The blog quickly garnered positive response, with floods of new readers making requests for their own literary favorites. Authors from Milton to J.K. Rowling have had their turn with the Literary Starbucks barista. In the month and a half since it’s inception, the blog has received attention from various media outlets, and just recently reached 25,000 followers.
The popularity of Literary Starbucks makes me wonder what it is about anachronism that draws people in. An anachronism, as defined by the Oxford English Dictionary, is anything that exists out of its proper context of time. In many cases, it’s an error on behalf of the author. This definition doesn’t account for intentional anachronism, and the comical juxtaposition that so appeals to the modern reader. There’s something compelling about seeing the canon of the past clash with the present.
The popularity of literary reboots and remixes can attest to this: just take a look at the success of Seth Grahame-Smith’s zombified Regency Era in Pride and Prejudice and Zombies, or Mallory Ortberg’s new Texts from Jane Eyre and Other Conversations with Your Favorite Literary Characters. Grahame-Smith’s proper English zombies have become so popular that a film adaptation is in the works, and they will be shuffling to big screens in sometime in 2015. Meanwhile, Ortberg’s new book is sure to draw flocks of new readers to her website, The Toast, where she habitually juxtaposes the old and new with a charming irreverence. Ortberg cites Scarlett O’Hara with a cell phone as the inspiration for her book, but no literary or historical figure is immune to her anachronistic gaze.

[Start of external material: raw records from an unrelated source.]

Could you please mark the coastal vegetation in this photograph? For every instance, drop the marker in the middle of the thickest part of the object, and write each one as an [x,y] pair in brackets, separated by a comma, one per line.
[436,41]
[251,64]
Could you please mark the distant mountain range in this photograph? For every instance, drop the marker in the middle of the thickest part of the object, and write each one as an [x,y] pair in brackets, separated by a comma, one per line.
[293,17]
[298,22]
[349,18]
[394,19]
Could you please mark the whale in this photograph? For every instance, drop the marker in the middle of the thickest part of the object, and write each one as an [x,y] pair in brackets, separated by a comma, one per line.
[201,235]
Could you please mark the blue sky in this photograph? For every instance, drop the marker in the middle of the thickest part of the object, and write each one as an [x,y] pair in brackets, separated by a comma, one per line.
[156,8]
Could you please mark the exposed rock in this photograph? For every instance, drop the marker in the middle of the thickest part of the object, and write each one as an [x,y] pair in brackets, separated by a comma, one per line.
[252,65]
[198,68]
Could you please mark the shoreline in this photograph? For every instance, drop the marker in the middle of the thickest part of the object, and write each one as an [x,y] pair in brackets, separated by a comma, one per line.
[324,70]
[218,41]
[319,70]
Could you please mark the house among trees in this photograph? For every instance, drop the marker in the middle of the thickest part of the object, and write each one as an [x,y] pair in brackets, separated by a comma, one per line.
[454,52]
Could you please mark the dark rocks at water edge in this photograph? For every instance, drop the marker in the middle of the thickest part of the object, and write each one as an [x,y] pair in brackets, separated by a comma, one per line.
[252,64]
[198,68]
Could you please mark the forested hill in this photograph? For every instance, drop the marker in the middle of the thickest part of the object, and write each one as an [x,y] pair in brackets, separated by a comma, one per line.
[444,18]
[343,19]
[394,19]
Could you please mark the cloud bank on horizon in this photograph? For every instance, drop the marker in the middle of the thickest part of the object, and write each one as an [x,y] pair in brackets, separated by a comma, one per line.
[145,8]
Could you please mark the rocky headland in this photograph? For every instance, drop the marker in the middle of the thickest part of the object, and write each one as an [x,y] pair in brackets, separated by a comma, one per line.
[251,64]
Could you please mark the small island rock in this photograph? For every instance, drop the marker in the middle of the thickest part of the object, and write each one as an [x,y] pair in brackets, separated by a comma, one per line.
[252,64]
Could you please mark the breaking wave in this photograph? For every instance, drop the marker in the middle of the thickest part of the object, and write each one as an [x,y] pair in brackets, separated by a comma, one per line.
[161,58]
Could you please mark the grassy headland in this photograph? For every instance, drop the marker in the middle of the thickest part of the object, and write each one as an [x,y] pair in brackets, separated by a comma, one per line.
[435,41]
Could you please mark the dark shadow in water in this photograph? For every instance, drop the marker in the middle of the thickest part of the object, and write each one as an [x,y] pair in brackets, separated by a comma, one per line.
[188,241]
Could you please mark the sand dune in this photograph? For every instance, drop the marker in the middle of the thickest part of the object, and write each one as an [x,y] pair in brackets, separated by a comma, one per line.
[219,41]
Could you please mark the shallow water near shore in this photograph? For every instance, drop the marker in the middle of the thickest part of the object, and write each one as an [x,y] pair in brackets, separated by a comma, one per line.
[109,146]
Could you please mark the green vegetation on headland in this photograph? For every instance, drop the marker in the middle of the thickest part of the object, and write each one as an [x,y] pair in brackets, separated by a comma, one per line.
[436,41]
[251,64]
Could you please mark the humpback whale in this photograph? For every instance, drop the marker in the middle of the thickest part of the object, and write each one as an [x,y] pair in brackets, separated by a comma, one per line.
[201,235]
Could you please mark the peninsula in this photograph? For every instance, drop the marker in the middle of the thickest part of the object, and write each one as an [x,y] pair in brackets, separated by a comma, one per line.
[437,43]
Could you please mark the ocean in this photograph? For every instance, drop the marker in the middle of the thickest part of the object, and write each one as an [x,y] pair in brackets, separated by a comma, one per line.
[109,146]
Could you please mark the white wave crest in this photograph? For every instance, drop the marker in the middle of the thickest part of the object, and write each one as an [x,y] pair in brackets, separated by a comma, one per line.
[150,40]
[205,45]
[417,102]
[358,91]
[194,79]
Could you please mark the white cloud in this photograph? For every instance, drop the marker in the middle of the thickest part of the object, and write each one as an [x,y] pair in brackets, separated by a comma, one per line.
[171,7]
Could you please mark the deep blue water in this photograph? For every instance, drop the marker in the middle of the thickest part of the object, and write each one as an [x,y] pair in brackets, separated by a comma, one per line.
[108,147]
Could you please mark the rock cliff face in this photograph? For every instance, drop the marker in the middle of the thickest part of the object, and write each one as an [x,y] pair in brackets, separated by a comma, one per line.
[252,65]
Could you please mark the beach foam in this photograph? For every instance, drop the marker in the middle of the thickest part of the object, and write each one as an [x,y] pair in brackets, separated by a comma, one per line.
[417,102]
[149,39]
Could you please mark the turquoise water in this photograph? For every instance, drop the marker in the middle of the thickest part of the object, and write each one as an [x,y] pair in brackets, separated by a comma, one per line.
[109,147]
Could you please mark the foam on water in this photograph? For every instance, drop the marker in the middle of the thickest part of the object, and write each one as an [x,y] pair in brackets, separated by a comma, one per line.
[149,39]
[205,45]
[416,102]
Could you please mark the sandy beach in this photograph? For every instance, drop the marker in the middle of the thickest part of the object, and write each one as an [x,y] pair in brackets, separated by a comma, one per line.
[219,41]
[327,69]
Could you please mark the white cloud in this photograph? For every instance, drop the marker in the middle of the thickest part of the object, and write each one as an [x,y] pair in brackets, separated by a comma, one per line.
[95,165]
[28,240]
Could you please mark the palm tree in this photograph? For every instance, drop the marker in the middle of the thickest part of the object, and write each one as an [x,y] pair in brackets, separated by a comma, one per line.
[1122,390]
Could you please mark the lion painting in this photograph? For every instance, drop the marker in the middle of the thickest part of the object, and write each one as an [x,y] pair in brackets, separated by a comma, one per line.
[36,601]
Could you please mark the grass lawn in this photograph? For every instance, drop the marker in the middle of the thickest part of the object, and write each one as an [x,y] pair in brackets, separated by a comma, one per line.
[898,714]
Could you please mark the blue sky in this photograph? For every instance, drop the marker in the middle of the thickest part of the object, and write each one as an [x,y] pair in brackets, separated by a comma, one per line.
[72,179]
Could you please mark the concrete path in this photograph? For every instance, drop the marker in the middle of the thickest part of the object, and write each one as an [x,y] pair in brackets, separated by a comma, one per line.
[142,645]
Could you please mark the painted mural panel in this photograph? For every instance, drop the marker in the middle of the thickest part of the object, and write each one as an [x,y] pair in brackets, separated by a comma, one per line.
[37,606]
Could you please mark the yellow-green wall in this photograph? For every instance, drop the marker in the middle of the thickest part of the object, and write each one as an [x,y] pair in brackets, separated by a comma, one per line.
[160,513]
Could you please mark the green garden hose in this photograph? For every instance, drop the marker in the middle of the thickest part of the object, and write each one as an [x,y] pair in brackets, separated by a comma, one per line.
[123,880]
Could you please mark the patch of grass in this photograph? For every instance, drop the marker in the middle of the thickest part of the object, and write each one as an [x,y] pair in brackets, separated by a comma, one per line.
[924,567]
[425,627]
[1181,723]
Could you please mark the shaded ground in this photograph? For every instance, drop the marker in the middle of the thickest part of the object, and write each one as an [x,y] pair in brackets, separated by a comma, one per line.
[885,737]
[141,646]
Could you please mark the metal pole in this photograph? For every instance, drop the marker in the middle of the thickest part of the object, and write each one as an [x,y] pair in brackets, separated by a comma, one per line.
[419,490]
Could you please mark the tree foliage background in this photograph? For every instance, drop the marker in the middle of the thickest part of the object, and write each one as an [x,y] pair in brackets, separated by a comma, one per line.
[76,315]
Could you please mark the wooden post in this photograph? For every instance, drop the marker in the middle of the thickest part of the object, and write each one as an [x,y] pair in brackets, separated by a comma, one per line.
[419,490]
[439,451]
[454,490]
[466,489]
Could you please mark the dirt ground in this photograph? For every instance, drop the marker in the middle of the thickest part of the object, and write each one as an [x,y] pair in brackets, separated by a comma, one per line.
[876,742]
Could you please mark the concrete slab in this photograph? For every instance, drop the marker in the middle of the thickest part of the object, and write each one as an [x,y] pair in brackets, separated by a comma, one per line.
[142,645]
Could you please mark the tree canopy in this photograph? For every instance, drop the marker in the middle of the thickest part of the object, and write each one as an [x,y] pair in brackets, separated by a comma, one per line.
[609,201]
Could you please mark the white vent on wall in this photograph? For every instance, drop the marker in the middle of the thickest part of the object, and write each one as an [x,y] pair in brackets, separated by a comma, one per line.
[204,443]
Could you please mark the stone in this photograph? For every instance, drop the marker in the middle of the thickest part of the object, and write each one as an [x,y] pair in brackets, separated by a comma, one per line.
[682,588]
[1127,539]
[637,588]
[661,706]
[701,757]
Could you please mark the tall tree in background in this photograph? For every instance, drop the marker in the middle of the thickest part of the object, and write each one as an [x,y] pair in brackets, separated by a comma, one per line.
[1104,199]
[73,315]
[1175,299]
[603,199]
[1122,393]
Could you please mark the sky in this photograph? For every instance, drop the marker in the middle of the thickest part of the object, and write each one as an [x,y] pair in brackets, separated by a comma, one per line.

The popularity of anachronism isn’t so much a literary phenomena as much as it is a cultural one. The creators of this media will admit that their success comes at least in part from the gimmick. Still, it’s interesting to consider why the gimmick works. (Maybe in this modern age, readers have become so desensitized to the accessibility of media that long-beloved characters no longer evoke any sympathy or understanding. Maybe readers have become cynical and lazy, and this recycling of media signals the death knell for literature.) Of course it doesn’t. This has been going on for centuries. Shakespeare’s Roman plays were performed in modern Elizabethan/Jacobean dress, for example, and I won’t even attempt to navigate the rabbit hole that is anachronism in Renaissance art. Even in cases of accidental anachronism, the inclusion of contemporary details forged a connection with the audience which might not have existed otherwie.
Anachronism might even inspire otherwise uninterested readers to take a second look at a classic. I remember feeling mostly apathetic toward Shakespeare during high school, until I discovered Baz Luhrmann’s 1996 “Romeo + Juliet.” Perhaps it was the late 90’s aesthetic, or the gun-swords, or Leonardo DiCaprio, but something about this adaptation clicked with me. When Abraham asked, “Do you bite your thumb at us, sir?” I found myself actually caring about the answer. After that, whenever I struggled to connect with one of Shakespeare’s characters, I could try to imagine them in a modern context, and that would give me an angle into the play.
Intentionally anachronistic works aren’t going to win prizes for originality any time soon, but they still occupy a worthwhile niche in the literary market. At worst, they’re gimmicks, but at their best, they can be gateways. Our fondness for blending past and present is a good sign. It means we’re still curious and constantly looking for new ways to process literature, and to find reflections of ourselves in the classics. If that means Milton starts ordering Frappuccino from Starbucks, so be it.
Do you think that modern adaptations have value that cannot be achieved by the original version? Have you ever connected with a modern adaptation? Is intentional anachronism valuable, or is it the junk food of the literary world?